Google plans to add support for autoscaling and availability in additional Google Cloud regions over time, Malone said, as well as integrate Google Composer with Kubernetes to extend the reach of Apache Airflow workflows to containers.

Pricing for Cloud Composer is consumption-based as measured by vCPU/hour, GB/month and GB transferred/month.

Malone said Cloud Composer will play a critical role in enabling DevOps teams to construct pipelines spanning hybrid cloud computing environments. Today IT administrators regularly make use of text editors or scripts they write to automate a process. But it’s difficult for those scripts to be shared between multiple IT administrators. Cloud Composer and Apache Airflow make it easier to share workflows that automate processes across DevOps teams.
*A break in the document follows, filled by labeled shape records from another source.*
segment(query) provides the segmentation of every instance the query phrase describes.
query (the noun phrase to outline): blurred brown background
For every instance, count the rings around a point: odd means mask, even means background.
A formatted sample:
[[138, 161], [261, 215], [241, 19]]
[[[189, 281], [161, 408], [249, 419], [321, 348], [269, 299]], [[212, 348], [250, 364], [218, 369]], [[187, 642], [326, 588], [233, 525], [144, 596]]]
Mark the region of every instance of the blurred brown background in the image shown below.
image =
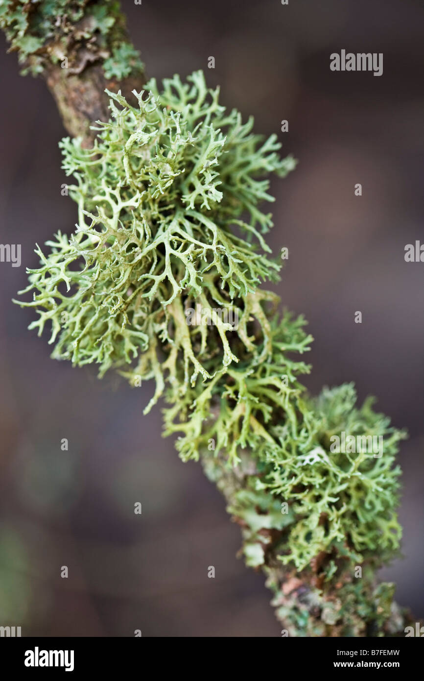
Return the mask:
[[[276, 289], [309, 320], [311, 391], [354, 381], [361, 400], [376, 395], [409, 430], [399, 458], [405, 558], [383, 575], [423, 616], [424, 264], [404, 259], [406, 244], [424, 241], [423, 4], [123, 5], [149, 76], [204, 69], [223, 103], [253, 114], [299, 159], [273, 185], [270, 239], [290, 253]], [[330, 72], [342, 48], [383, 52], [383, 75]], [[50, 360], [47, 338], [27, 330], [33, 315], [11, 302], [36, 265], [35, 242], [71, 230], [76, 210], [61, 195], [64, 131], [44, 83], [19, 76], [4, 41], [0, 74], [0, 238], [20, 243], [22, 259], [0, 265], [0, 624], [23, 635], [278, 636], [262, 576], [235, 558], [223, 500], [161, 438], [160, 409], [143, 417], [151, 387]]]

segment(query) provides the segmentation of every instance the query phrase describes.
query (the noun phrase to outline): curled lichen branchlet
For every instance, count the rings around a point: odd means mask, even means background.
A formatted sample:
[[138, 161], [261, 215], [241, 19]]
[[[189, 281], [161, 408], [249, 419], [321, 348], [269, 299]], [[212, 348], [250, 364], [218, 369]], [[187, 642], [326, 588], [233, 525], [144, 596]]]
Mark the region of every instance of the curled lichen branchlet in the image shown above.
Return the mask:
[[[117, 56], [105, 65], [118, 78]], [[275, 136], [263, 140], [226, 111], [201, 72], [161, 88], [151, 80], [137, 106], [110, 95], [93, 148], [61, 142], [78, 227], [48, 253], [37, 247], [33, 300], [21, 303], [38, 313], [31, 327], [51, 323], [58, 359], [96, 363], [101, 375], [116, 368], [133, 385], [154, 379], [148, 409], [165, 395], [165, 432], [223, 488], [247, 563], [267, 571], [296, 635], [389, 635], [392, 590], [375, 592], [372, 573], [399, 548], [394, 460], [404, 433], [370, 400], [357, 407], [350, 384], [308, 396], [305, 322], [277, 314], [275, 294], [259, 288], [279, 270], [260, 204], [272, 200], [270, 174], [295, 161], [280, 158]], [[377, 438], [382, 454], [335, 452], [343, 432]]]

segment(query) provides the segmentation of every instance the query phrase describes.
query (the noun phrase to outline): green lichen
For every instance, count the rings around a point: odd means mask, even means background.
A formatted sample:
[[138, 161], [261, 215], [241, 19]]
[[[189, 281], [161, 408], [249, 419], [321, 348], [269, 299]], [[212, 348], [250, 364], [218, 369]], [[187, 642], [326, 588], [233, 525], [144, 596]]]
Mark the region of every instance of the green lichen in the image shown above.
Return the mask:
[[124, 39], [115, 0], [0, 0], [0, 27], [18, 52], [22, 75], [41, 74], [65, 57], [71, 73], [95, 61], [107, 63], [109, 79], [143, 70], [139, 53]]
[[[41, 334], [51, 323], [57, 359], [95, 363], [101, 376], [114, 368], [133, 385], [154, 379], [145, 411], [165, 396], [165, 433], [178, 435], [181, 458], [200, 458], [218, 485], [225, 469], [244, 471], [229, 510], [246, 562], [268, 571], [297, 635], [382, 631], [390, 588], [380, 585], [378, 609], [371, 577], [353, 582], [353, 573], [359, 565], [372, 575], [398, 551], [394, 460], [405, 434], [372, 400], [357, 407], [352, 384], [310, 397], [299, 380], [310, 370], [305, 321], [278, 313], [278, 297], [259, 288], [280, 269], [261, 204], [273, 200], [270, 174], [284, 177], [294, 160], [280, 158], [275, 136], [264, 140], [251, 119], [226, 111], [201, 72], [161, 89], [151, 80], [137, 107], [109, 94], [111, 118], [98, 123], [93, 148], [61, 144], [78, 226], [48, 242], [48, 253], [37, 248], [40, 266], [21, 292], [33, 292], [20, 304], [39, 315], [30, 328]], [[197, 306], [221, 314], [189, 324]], [[223, 321], [230, 311], [237, 324]], [[382, 455], [331, 452], [343, 431], [382, 437]], [[273, 577], [280, 569], [314, 580], [314, 602], [287, 609]]]

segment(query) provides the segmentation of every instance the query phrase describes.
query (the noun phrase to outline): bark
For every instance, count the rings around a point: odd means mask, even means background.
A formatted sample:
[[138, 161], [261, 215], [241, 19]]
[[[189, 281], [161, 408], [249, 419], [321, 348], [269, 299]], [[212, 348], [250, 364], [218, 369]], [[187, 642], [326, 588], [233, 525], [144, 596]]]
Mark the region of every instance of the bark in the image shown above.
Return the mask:
[[[90, 126], [97, 120], [109, 118], [108, 97], [105, 88], [123, 94], [131, 100], [133, 89], [142, 89], [144, 76], [140, 69], [135, 69], [119, 82], [108, 79], [103, 69], [105, 60], [109, 57], [114, 46], [119, 41], [129, 42], [122, 15], [116, 15], [114, 30], [105, 37], [93, 35], [87, 40], [81, 38], [84, 33], [86, 18], [63, 35], [55, 37], [37, 52], [37, 59], [43, 59], [42, 76], [53, 95], [65, 127], [72, 136], [81, 136], [84, 146], [91, 146], [95, 132]], [[54, 63], [50, 58], [54, 45], [61, 44], [63, 53], [69, 58], [69, 67], [63, 68], [60, 61]], [[31, 58], [29, 59], [31, 63]], [[202, 464], [207, 476], [212, 480], [225, 497], [229, 505], [234, 494], [246, 487], [249, 476], [255, 475], [254, 458], [247, 454], [243, 464], [236, 468], [229, 468], [225, 460], [206, 454]], [[243, 530], [243, 521], [235, 518]], [[411, 616], [395, 604], [380, 630], [376, 621], [378, 614], [378, 604], [376, 605], [376, 617], [366, 621], [359, 614], [359, 603], [353, 601], [348, 612], [343, 616], [340, 612], [340, 597], [349, 584], [354, 584], [351, 575], [345, 575], [336, 584], [325, 586], [320, 576], [320, 563], [324, 556], [316, 556], [311, 569], [297, 573], [293, 569], [282, 565], [278, 558], [277, 530], [264, 530], [263, 548], [265, 564], [261, 568], [266, 575], [267, 585], [274, 592], [273, 605], [277, 617], [289, 635], [292, 636], [404, 636], [404, 627], [413, 624]], [[378, 586], [374, 577], [368, 580], [364, 586], [363, 598], [370, 602], [378, 601], [376, 595]], [[364, 601], [365, 602], [365, 601]], [[381, 606], [382, 607], [382, 606]], [[350, 632], [350, 633], [348, 633]]]
[[82, 137], [83, 146], [93, 144], [95, 132], [90, 129], [96, 121], [109, 118], [109, 97], [105, 93], [120, 90], [127, 101], [131, 92], [140, 92], [144, 84], [142, 75], [130, 76], [117, 83], [105, 78], [102, 59], [86, 65], [78, 74], [54, 65], [46, 67], [44, 76], [53, 95], [63, 125], [72, 137]]

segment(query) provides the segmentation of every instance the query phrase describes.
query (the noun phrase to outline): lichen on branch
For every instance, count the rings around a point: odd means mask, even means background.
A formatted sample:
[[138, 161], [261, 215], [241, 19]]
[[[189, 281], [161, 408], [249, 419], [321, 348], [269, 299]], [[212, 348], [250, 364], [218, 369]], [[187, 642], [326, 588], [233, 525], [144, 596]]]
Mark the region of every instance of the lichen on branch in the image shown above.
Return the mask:
[[[20, 302], [38, 314], [31, 328], [51, 323], [57, 359], [116, 369], [133, 385], [154, 380], [145, 411], [164, 396], [165, 433], [225, 495], [246, 561], [267, 574], [291, 635], [395, 635], [406, 616], [374, 571], [399, 550], [405, 433], [372, 400], [357, 407], [352, 384], [308, 395], [305, 321], [260, 287], [280, 268], [261, 205], [274, 200], [270, 174], [284, 177], [294, 159], [227, 112], [200, 72], [152, 79], [137, 106], [108, 94], [110, 118], [91, 148], [61, 143], [78, 221], [37, 248], [21, 292], [33, 299]], [[237, 323], [216, 313], [189, 323], [193, 308], [235, 313]], [[382, 439], [384, 452], [335, 453], [342, 432]]]

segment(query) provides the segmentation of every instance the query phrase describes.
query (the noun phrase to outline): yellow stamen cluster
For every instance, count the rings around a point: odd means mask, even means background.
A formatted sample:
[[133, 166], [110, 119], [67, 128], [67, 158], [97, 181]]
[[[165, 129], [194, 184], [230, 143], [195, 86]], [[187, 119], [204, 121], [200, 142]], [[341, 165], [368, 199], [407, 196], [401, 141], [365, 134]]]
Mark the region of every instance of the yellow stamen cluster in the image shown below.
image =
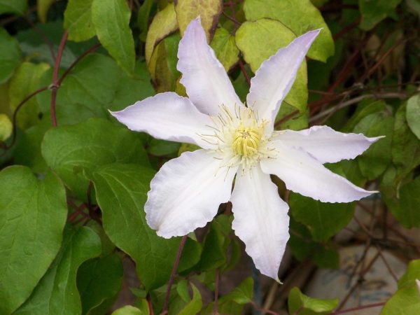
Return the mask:
[[261, 136], [260, 128], [244, 127], [241, 124], [233, 134], [232, 148], [237, 155], [251, 157], [258, 153]]

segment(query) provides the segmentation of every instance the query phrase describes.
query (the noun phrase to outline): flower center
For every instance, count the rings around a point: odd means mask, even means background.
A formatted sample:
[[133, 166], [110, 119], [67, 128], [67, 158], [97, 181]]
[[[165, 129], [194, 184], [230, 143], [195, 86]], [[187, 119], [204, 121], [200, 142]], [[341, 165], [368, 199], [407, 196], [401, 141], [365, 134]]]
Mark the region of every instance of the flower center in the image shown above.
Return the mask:
[[233, 134], [233, 152], [245, 158], [258, 153], [262, 132], [260, 128], [244, 127], [241, 124]]

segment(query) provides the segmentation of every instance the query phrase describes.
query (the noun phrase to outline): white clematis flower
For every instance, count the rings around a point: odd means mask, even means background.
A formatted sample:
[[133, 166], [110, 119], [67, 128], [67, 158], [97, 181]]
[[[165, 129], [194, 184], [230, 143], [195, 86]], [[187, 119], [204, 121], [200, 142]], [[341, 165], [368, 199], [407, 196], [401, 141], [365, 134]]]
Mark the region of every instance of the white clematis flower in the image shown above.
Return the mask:
[[261, 64], [246, 106], [197, 18], [187, 27], [178, 51], [181, 83], [189, 98], [160, 93], [112, 113], [132, 130], [202, 148], [169, 161], [152, 180], [145, 211], [158, 235], [185, 235], [203, 227], [220, 204], [230, 200], [236, 234], [261, 273], [279, 281], [289, 237], [288, 206], [270, 174], [288, 189], [325, 202], [349, 202], [372, 192], [322, 164], [353, 159], [379, 138], [326, 126], [274, 130], [281, 102], [319, 31], [297, 38]]

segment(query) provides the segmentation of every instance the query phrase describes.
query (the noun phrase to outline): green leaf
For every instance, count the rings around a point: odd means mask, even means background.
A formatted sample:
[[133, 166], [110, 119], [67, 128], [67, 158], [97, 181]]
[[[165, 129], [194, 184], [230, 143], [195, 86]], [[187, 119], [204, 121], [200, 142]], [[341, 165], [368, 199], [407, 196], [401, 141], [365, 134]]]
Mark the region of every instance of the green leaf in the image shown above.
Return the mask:
[[22, 52], [16, 38], [0, 29], [0, 84], [13, 76], [21, 58]]
[[234, 36], [226, 29], [219, 27], [216, 30], [210, 46], [227, 71], [239, 60], [239, 50], [234, 42]]
[[232, 217], [220, 215], [211, 222], [204, 241], [201, 258], [194, 270], [215, 270], [227, 262], [226, 250], [230, 244], [228, 236], [232, 232]]
[[378, 140], [357, 158], [362, 174], [368, 179], [381, 175], [391, 162], [391, 142], [394, 119], [386, 112], [378, 112], [365, 116], [356, 125], [354, 132], [366, 136], [385, 136]]
[[8, 116], [0, 114], [0, 141], [4, 141], [12, 134], [13, 126]]
[[334, 55], [331, 32], [321, 13], [310, 0], [246, 0], [244, 11], [248, 21], [263, 18], [276, 20], [290, 29], [296, 36], [323, 29], [311, 46], [308, 57], [325, 62]]
[[64, 29], [69, 31], [69, 40], [83, 41], [95, 34], [92, 22], [93, 0], [69, 0], [64, 11]]
[[148, 312], [141, 312], [137, 307], [131, 305], [125, 305], [120, 309], [113, 312], [111, 315], [148, 315]]
[[180, 146], [178, 142], [152, 138], [148, 143], [148, 151], [155, 156], [169, 155], [178, 152]]
[[[286, 120], [286, 117], [288, 115], [291, 115], [296, 111], [298, 110], [296, 109], [295, 107], [293, 107], [286, 102], [283, 102], [280, 106], [280, 110], [277, 113], [277, 117], [276, 117], [276, 129], [302, 130], [302, 129], [308, 128], [309, 125], [309, 111], [307, 108], [302, 113], [298, 112], [297, 113], [294, 113], [293, 116]], [[285, 120], [283, 120], [283, 122], [279, 123], [279, 122], [282, 121], [284, 118], [285, 118]]]
[[200, 259], [202, 248], [201, 244], [188, 237], [186, 241], [182, 255], [178, 265], [178, 272], [188, 270], [189, 268], [197, 264]]
[[372, 29], [377, 23], [394, 12], [401, 0], [359, 0], [362, 14], [360, 27], [365, 31]]
[[219, 18], [222, 14], [222, 0], [177, 0], [175, 1], [176, 19], [181, 34], [183, 36], [187, 26], [191, 20], [200, 16], [203, 29], [210, 42]]
[[113, 304], [122, 283], [122, 262], [118, 254], [83, 262], [77, 273], [82, 313], [104, 314]]
[[420, 94], [414, 95], [408, 99], [406, 119], [410, 129], [420, 139]]
[[420, 141], [412, 132], [406, 119], [405, 104], [396, 113], [392, 138], [392, 160], [396, 166], [410, 172], [420, 164]]
[[36, 1], [36, 13], [38, 18], [43, 23], [47, 22], [47, 14], [48, 9], [55, 0], [37, 0]]
[[152, 7], [153, 6], [153, 0], [144, 0], [137, 13], [137, 25], [140, 31], [139, 37], [143, 42], [146, 42], [149, 27], [149, 18]]
[[168, 281], [180, 241], [158, 237], [146, 222], [143, 207], [154, 174], [140, 165], [110, 164], [90, 176], [105, 232], [136, 262], [140, 281], [148, 290]]
[[220, 303], [223, 304], [227, 301], [244, 304], [251, 303], [253, 296], [253, 280], [248, 276], [234, 288], [232, 291], [220, 298]]
[[[284, 24], [269, 19], [246, 22], [235, 34], [237, 46], [254, 73], [263, 61], [274, 55], [279, 48], [287, 46], [295, 37], [293, 32]], [[303, 112], [307, 108], [308, 99], [307, 85], [307, 65], [304, 61], [284, 103]]]
[[148, 69], [156, 92], [174, 91], [181, 74], [176, 69], [179, 33], [169, 35], [153, 51]]
[[0, 172], [0, 314], [23, 303], [47, 271], [66, 215], [64, 188], [52, 174], [38, 181], [24, 167]]
[[[241, 314], [243, 306], [252, 302], [253, 295], [253, 280], [246, 278], [232, 291], [222, 296], [218, 302], [218, 311], [220, 314]], [[214, 314], [214, 303], [209, 303], [201, 313], [202, 314]]]
[[407, 228], [420, 227], [420, 176], [400, 188], [399, 198], [386, 200], [392, 214]]
[[192, 299], [179, 312], [176, 313], [177, 315], [191, 315], [200, 313], [202, 306], [201, 294], [193, 284], [191, 284], [191, 287], [192, 288]]
[[41, 144], [46, 131], [51, 127], [51, 118], [44, 116], [41, 122], [24, 130], [16, 143], [15, 163], [30, 167], [32, 172], [46, 174], [48, 167], [41, 154]]
[[309, 298], [300, 292], [299, 288], [295, 287], [289, 292], [288, 304], [290, 314], [328, 314], [338, 306], [338, 299], [321, 300]]
[[56, 315], [81, 314], [80, 298], [76, 287], [79, 266], [101, 253], [101, 241], [87, 227], [64, 230], [63, 244], [57, 258], [31, 297], [15, 314]]
[[82, 200], [86, 198], [88, 185], [82, 169], [92, 172], [114, 162], [148, 166], [146, 151], [134, 133], [98, 118], [48, 130], [41, 153], [47, 164]]
[[[41, 76], [50, 66], [47, 64], [33, 64], [24, 62], [16, 69], [9, 83], [8, 97], [10, 110], [15, 111], [19, 104], [38, 87]], [[22, 129], [28, 128], [39, 122], [40, 111], [36, 99], [32, 97], [19, 110], [18, 125]]]
[[146, 38], [144, 55], [148, 66], [156, 46], [165, 37], [178, 29], [176, 13], [174, 4], [168, 5], [153, 18]]
[[93, 0], [92, 4], [92, 22], [99, 41], [130, 75], [136, 59], [130, 15], [125, 0]]
[[412, 260], [398, 280], [398, 290], [388, 300], [381, 315], [411, 315], [420, 313], [420, 260]]
[[292, 216], [304, 224], [316, 241], [326, 241], [346, 226], [354, 210], [354, 203], [326, 203], [299, 194], [290, 193]]
[[27, 6], [27, 0], [0, 0], [0, 14], [16, 13], [23, 15]]
[[351, 115], [344, 127], [341, 130], [343, 132], [351, 132], [354, 127], [365, 116], [378, 112], [386, 112], [386, 103], [382, 100], [375, 100], [372, 99], [365, 99], [360, 102], [354, 113]]
[[[52, 70], [42, 78], [50, 84]], [[59, 125], [80, 122], [92, 117], [109, 117], [117, 111], [155, 93], [144, 62], [136, 64], [135, 76], [129, 77], [115, 61], [100, 54], [84, 57], [63, 80], [57, 97]], [[41, 111], [50, 110], [51, 92], [37, 95]]]

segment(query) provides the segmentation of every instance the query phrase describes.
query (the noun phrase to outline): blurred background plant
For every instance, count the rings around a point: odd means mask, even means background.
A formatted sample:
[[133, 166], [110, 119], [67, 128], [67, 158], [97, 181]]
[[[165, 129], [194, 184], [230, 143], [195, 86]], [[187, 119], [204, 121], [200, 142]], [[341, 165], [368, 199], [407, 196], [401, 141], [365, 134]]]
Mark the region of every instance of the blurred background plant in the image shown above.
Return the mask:
[[[273, 177], [290, 207], [282, 286], [258, 275], [229, 203], [157, 237], [150, 181], [195, 148], [108, 113], [185, 95], [178, 44], [199, 15], [244, 101], [263, 60], [323, 28], [276, 128], [386, 136], [328, 166], [374, 197], [321, 203]], [[0, 314], [420, 314], [419, 17], [419, 0], [0, 0]]]

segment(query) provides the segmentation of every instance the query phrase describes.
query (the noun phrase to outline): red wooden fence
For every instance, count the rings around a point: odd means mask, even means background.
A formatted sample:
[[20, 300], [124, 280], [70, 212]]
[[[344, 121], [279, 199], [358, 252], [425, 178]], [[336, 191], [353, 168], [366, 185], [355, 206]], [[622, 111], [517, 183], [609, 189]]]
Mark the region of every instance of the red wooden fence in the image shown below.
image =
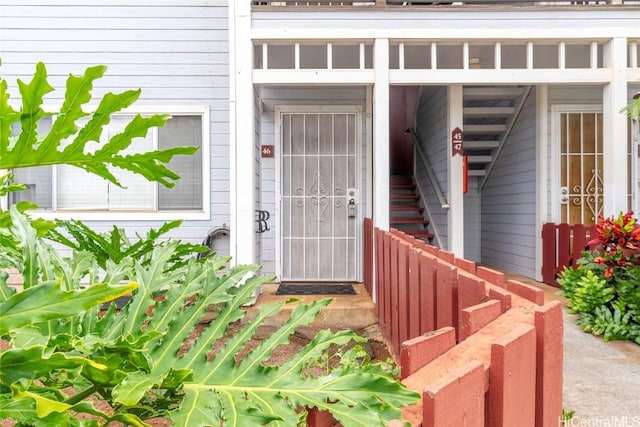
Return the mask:
[[558, 425], [560, 303], [543, 305], [536, 287], [369, 220], [365, 240], [383, 335], [403, 382], [422, 394], [403, 408], [412, 426]]
[[588, 242], [596, 235], [596, 226], [555, 224], [542, 226], [542, 281], [558, 286], [557, 276], [565, 267], [575, 266]]

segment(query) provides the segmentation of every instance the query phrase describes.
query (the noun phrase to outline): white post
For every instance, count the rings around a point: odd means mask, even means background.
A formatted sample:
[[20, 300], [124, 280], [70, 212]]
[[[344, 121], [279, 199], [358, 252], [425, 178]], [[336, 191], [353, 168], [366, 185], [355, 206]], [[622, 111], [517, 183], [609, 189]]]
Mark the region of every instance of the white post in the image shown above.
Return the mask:
[[[536, 86], [536, 236], [542, 234], [542, 224], [548, 217], [548, 197], [549, 190], [549, 157], [548, 157], [548, 110], [549, 88], [547, 85]], [[542, 281], [542, 239], [535, 239], [536, 242], [536, 277]]]
[[620, 110], [627, 104], [627, 39], [613, 38], [605, 45], [604, 65], [611, 70], [611, 82], [604, 86], [603, 181], [604, 216], [626, 212], [627, 200], [627, 116]]
[[374, 44], [373, 225], [389, 229], [389, 40]]
[[230, 2], [230, 251], [232, 265], [256, 262], [256, 152], [254, 141], [251, 3]]
[[463, 189], [463, 157], [461, 154], [453, 155], [452, 132], [460, 128], [464, 132], [462, 121], [462, 85], [449, 86], [449, 119], [447, 153], [449, 157], [449, 170], [447, 195], [449, 198], [448, 212], [448, 250], [456, 257], [464, 258], [464, 189]]

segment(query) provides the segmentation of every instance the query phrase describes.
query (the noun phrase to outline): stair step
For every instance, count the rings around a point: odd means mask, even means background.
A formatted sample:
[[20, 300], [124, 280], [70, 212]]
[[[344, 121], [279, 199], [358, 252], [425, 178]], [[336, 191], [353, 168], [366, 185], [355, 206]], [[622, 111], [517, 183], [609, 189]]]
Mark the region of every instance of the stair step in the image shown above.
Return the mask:
[[389, 218], [390, 224], [429, 224], [429, 221], [421, 216], [393, 216]]
[[391, 193], [391, 200], [418, 200], [420, 196], [415, 193]]
[[515, 107], [464, 107], [464, 117], [503, 117], [515, 113]]
[[389, 210], [422, 212], [424, 211], [424, 208], [419, 205], [391, 205], [389, 206]]
[[404, 233], [407, 233], [413, 237], [417, 237], [419, 239], [433, 239], [433, 234], [428, 232], [427, 230], [402, 230]]

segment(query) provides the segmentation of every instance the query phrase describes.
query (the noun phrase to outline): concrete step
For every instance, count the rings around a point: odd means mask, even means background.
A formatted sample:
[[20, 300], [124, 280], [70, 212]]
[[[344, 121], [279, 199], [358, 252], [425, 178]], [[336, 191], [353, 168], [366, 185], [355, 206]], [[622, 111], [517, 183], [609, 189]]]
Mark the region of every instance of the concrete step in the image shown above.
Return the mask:
[[428, 225], [429, 221], [421, 216], [392, 216], [389, 218], [390, 224], [424, 224]]
[[258, 296], [256, 303], [246, 307], [247, 315], [243, 321], [249, 321], [255, 317], [256, 313], [264, 304], [281, 303], [280, 312], [268, 319], [261, 329], [275, 330], [281, 326], [291, 314], [291, 311], [298, 303], [310, 303], [314, 300], [331, 298], [332, 302], [324, 307], [318, 317], [309, 325], [301, 328], [298, 332], [313, 337], [322, 329], [339, 331], [342, 329], [360, 330], [368, 326], [378, 324], [376, 307], [371, 296], [362, 283], [354, 283], [355, 295], [295, 295], [297, 301], [287, 302], [294, 295], [276, 295], [277, 283], [270, 283], [262, 286], [262, 293]]

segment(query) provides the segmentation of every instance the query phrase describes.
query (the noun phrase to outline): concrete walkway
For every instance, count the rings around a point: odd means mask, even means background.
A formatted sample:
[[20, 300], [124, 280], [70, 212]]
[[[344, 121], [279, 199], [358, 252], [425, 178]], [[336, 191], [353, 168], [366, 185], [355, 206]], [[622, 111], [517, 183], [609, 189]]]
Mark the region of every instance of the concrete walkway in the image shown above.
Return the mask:
[[604, 341], [564, 314], [564, 407], [568, 426], [640, 427], [640, 345]]
[[[530, 283], [530, 282], [529, 282]], [[541, 283], [545, 300], [566, 299]], [[563, 407], [568, 427], [640, 427], [640, 345], [583, 332], [564, 309]]]

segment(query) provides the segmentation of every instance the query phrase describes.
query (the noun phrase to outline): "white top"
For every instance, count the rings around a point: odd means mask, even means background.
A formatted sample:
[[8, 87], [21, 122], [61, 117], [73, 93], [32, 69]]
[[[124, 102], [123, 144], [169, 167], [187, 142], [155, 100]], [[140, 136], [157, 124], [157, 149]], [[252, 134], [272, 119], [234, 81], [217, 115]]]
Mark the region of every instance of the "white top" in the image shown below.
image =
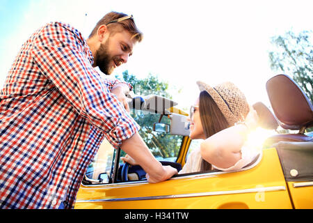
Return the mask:
[[[241, 148], [241, 158], [237, 161], [233, 166], [228, 168], [220, 168], [212, 165], [214, 169], [219, 169], [223, 171], [230, 171], [241, 169], [255, 159], [261, 151], [255, 147], [251, 148], [248, 144], [243, 144]], [[186, 174], [192, 172], [198, 172], [201, 168], [201, 154], [200, 147], [194, 149], [189, 155], [186, 163], [184, 165], [183, 169], [178, 173]]]

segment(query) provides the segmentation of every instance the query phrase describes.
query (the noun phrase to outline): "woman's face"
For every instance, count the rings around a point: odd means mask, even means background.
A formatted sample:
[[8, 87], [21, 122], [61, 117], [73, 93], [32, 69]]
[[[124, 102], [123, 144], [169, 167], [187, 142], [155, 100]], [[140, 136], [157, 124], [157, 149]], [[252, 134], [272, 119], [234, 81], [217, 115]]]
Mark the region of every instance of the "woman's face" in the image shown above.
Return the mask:
[[193, 105], [194, 112], [191, 114], [188, 121], [190, 122], [190, 134], [189, 137], [191, 139], [205, 139], [204, 132], [203, 131], [202, 124], [200, 117], [199, 111], [199, 98]]

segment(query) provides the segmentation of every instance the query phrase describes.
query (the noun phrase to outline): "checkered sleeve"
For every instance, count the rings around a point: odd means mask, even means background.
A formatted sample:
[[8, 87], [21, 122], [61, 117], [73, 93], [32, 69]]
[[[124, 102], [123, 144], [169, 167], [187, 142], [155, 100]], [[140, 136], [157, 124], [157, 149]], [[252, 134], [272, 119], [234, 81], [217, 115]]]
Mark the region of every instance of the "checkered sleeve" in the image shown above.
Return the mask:
[[115, 148], [138, 132], [138, 125], [110, 92], [118, 81], [105, 80], [92, 67], [80, 33], [54, 22], [38, 35], [31, 54], [39, 70], [81, 116]]

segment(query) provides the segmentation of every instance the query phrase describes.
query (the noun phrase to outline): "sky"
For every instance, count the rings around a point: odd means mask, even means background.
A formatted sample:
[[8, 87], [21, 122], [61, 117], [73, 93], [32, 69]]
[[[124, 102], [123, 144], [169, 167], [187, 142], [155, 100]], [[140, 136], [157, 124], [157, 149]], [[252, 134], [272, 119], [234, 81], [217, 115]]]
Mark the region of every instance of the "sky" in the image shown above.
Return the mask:
[[198, 96], [198, 80], [232, 82], [249, 103], [270, 107], [265, 84], [279, 74], [270, 69], [271, 38], [313, 30], [312, 6], [312, 0], [0, 0], [0, 88], [22, 45], [45, 23], [69, 23], [87, 38], [113, 10], [133, 15], [144, 39], [111, 76], [157, 75], [181, 108]]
Just as importantly, those workflows will be accessible to IT administrators who don’t have the programming skills required to develop a script.

Those workflows will also play a critical role in unifying DevOps and DataOps processes around a common set of continuous integration/continuous deployment (CI/CD) processes, Malone added.

Most organizations today are managing multiple clouds in isolation from one another. But as organizations look to build applications faster, they want to be able to deploy those applications on the most optimal platform available without having to develop a unique set of pipelines for each cloud environment. Having an application locked into a specific cloud platform not only is economically unacceptable, it’s also fundamentally inefficient from an application development and deployment perspective.

Apache Airflow is not the only tool that can be employed to construct pipelines. But Malone noted that because it is an open source Apache project, organizations can be assured that workflows they develop can run anywhere now and into the future. Google chose Apache Airflow to build Cloud Composer largely because an active development community is emerging around this open source project, he said.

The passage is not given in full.